Orthopedic surgeons are best, and anesthetists worst, at predicting operating theater time, according to orthopedic surgeons from New Zealand.
“Our hypothesis going in was that the anesthetic time would be longer than they expected, as surgeons have become very good at predicting the time they require in recent times, potentially as a results of the WHO safety checks and being asked by various theatre staff how long they will take and when to send for the next patient,” Dr. Elizabeth Travis from Waikato Hospital, Hamilton, New Zealand said.
Waiting times in the operating room have been a bone of contention between surgeons and anesthetists for years, with each side blaming the other for delays. Inaccurate predictions of the time required for surgery “are often wildly inaccurate, resulting in other team members idling extra time away refining their Sudoku skills and increasing their consumption of caffeine, tea, and biscuits,” the researchers say.
In an effort to put the issue to sleep, Dr. Travis’s team asked plastic, orthopedic, and general surgeons and anesthetists how long they thought their procedure would take. They compared these predictions with actual time data recorded at the end of the case.
It came as no surprise to the team of orthopedic surgeons that anesthetists fared worst, missing the actual time by an average of 35 minutes (a 167.5% underestimate). Orthopedic surgeons, naturally, fared best, missing by only 1 minute (a 1.1% overestimate).
General surgeons (31 minutes, a 28.7% underestimate) and plastic surgeons (5 minutes, a 4.5% underestimate) fell in between, according to the December 15th BMJ online report.

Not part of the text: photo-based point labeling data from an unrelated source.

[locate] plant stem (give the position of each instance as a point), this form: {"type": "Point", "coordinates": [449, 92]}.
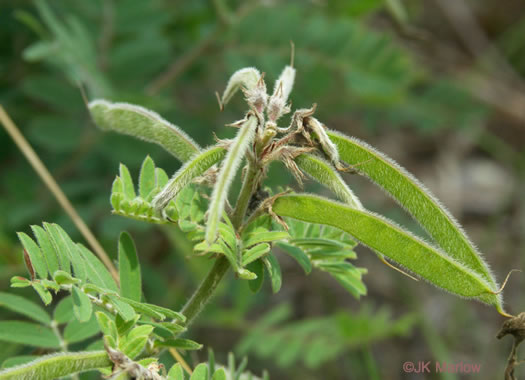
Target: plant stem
{"type": "Point", "coordinates": [206, 289]}
{"type": "Point", "coordinates": [247, 190]}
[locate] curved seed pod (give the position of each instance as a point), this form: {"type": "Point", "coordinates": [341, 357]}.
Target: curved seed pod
{"type": "Point", "coordinates": [416, 199]}
{"type": "Point", "coordinates": [144, 124]}
{"type": "Point", "coordinates": [57, 365]}
{"type": "Point", "coordinates": [383, 236]}
{"type": "Point", "coordinates": [226, 174]}
{"type": "Point", "coordinates": [188, 172]}
{"type": "Point", "coordinates": [323, 172]}
{"type": "Point", "coordinates": [244, 78]}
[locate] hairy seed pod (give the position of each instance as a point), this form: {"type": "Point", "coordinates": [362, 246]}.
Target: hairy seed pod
{"type": "Point", "coordinates": [227, 172]}
{"type": "Point", "coordinates": [144, 124]}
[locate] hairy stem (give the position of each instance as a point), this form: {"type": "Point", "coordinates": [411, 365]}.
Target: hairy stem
{"type": "Point", "coordinates": [248, 188]}
{"type": "Point", "coordinates": [205, 291]}
{"type": "Point", "coordinates": [57, 365]}
{"type": "Point", "coordinates": [207, 288]}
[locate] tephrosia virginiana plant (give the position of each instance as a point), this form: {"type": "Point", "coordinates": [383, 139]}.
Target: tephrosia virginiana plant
{"type": "Point", "coordinates": [239, 235]}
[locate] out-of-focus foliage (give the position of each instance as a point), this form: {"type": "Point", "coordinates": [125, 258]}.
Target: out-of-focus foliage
{"type": "Point", "coordinates": [316, 341]}
{"type": "Point", "coordinates": [364, 75]}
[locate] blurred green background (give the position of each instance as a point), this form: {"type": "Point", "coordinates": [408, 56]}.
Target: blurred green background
{"type": "Point", "coordinates": [438, 85]}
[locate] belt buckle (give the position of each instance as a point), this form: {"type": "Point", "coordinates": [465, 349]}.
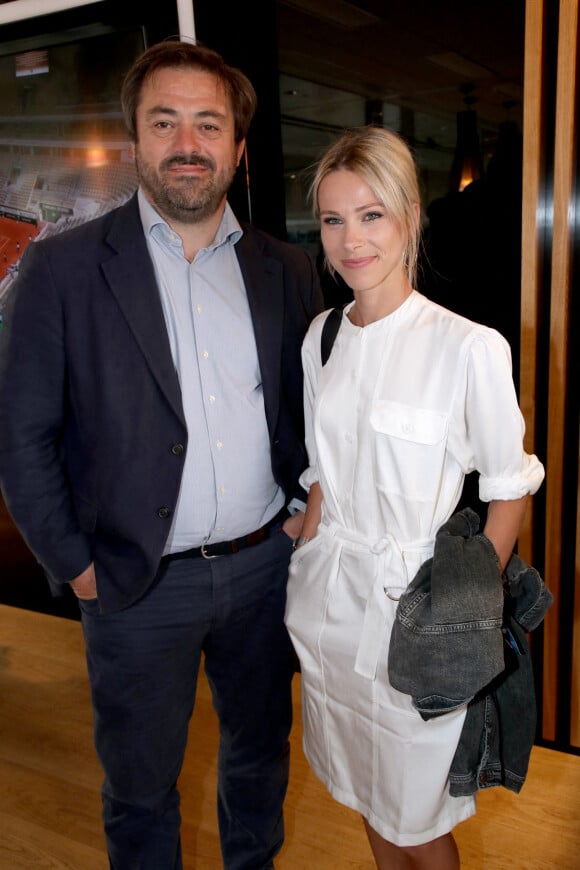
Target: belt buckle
{"type": "Point", "coordinates": [207, 555]}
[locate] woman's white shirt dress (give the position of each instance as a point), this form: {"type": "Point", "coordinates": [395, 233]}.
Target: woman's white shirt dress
{"type": "Point", "coordinates": [404, 408]}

“This work follows on from seminal papers proving that orthopedic surgeons are stronger and more intelligent than anesthetists and shows they are also better at telling the time,” the researchers conclude.
“I think more research is needed to confirm the findings as they are not particularly generalizable at the moment,” Dr. Travis said. “But potentially theatre staff could make use of extra time if each specialty is asked to predict their required time and maybe accuracy would improve if people are regularly required to think about how long things take them.”

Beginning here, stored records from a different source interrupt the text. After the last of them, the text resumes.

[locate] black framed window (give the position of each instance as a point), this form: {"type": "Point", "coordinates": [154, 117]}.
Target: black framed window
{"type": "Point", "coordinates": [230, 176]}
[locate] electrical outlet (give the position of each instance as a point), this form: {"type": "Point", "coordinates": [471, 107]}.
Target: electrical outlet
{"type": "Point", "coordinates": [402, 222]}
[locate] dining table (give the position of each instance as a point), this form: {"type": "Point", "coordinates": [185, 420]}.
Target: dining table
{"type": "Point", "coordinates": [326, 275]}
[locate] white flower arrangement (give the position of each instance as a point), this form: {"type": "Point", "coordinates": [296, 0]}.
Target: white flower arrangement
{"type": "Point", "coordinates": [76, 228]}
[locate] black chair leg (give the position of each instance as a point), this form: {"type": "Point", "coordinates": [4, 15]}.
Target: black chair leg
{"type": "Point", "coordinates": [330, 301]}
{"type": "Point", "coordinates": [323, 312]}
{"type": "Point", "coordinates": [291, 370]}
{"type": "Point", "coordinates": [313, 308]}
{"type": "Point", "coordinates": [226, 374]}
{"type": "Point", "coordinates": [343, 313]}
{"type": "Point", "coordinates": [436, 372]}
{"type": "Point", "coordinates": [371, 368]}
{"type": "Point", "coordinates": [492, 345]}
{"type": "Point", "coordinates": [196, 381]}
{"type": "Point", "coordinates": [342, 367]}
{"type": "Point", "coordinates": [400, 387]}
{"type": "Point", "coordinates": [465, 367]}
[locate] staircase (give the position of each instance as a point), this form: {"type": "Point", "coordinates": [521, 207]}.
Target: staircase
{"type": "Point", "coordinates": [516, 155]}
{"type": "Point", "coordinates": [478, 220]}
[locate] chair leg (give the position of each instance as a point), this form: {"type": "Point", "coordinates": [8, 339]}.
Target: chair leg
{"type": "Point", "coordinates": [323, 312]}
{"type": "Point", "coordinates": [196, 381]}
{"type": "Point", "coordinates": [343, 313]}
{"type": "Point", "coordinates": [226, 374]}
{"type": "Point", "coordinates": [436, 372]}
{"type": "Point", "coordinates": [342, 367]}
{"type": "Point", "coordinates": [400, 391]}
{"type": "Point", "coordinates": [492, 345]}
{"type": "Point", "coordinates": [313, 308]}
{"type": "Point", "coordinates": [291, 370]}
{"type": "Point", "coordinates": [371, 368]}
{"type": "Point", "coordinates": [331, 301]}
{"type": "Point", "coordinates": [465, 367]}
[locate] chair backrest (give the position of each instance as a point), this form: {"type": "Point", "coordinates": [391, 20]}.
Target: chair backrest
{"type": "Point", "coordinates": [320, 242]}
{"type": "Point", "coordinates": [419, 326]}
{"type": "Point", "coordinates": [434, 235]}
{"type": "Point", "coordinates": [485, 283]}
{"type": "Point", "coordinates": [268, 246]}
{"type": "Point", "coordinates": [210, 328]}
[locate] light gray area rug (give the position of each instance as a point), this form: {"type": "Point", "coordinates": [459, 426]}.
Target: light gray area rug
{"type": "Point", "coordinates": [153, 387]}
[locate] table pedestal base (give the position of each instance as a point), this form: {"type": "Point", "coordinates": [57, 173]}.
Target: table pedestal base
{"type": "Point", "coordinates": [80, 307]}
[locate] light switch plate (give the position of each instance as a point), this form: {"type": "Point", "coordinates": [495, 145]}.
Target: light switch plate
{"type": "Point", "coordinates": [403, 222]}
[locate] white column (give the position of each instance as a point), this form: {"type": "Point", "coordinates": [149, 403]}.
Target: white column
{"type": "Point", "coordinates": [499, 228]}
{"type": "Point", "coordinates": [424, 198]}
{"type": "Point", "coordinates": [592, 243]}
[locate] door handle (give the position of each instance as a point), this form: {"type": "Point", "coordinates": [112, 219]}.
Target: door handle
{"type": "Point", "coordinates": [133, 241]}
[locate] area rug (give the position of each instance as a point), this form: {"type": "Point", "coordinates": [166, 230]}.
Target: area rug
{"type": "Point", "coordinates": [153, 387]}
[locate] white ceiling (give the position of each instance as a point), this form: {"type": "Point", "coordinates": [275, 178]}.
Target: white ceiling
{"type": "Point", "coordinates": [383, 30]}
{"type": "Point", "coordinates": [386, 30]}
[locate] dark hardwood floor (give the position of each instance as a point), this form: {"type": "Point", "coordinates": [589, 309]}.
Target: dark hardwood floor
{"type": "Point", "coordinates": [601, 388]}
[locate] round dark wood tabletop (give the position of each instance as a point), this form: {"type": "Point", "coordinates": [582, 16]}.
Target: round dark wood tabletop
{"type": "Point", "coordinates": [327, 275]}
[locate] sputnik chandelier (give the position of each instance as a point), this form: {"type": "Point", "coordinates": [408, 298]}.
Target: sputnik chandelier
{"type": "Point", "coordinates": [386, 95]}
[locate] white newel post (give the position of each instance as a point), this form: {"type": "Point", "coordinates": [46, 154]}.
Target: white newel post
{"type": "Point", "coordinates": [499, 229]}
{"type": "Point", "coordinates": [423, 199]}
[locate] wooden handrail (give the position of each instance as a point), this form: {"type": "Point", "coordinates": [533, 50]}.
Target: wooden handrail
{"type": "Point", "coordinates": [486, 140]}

Then she revealed her ulterior motive: “The main message was for people to enjoy reading the article and bring a smile to people’s faces in the lead up to Christmas – a busy and stressful time in many hospitals!”
Dr. Franklin Dexter from University of Iowa in Iowa City has spent more than a decade studying operating times and their impact on hospitals and patients. He told Reuters Health, “Updating the estimate of the theatre time during the time out (i.e., before surgery begins) can be useful for add-on case scheduling (i.e., a subsequent case in that theatre). Every hospital has additional cases, because patients are admitted before surgery and get sicker.”
“Theatre management is science,” Dr. Dexter said. “Knowledge comes from experiments and analytics (mathematics). One cannot make evidence-based management decisions without relying on the science. This depends on learning the vocabulary.”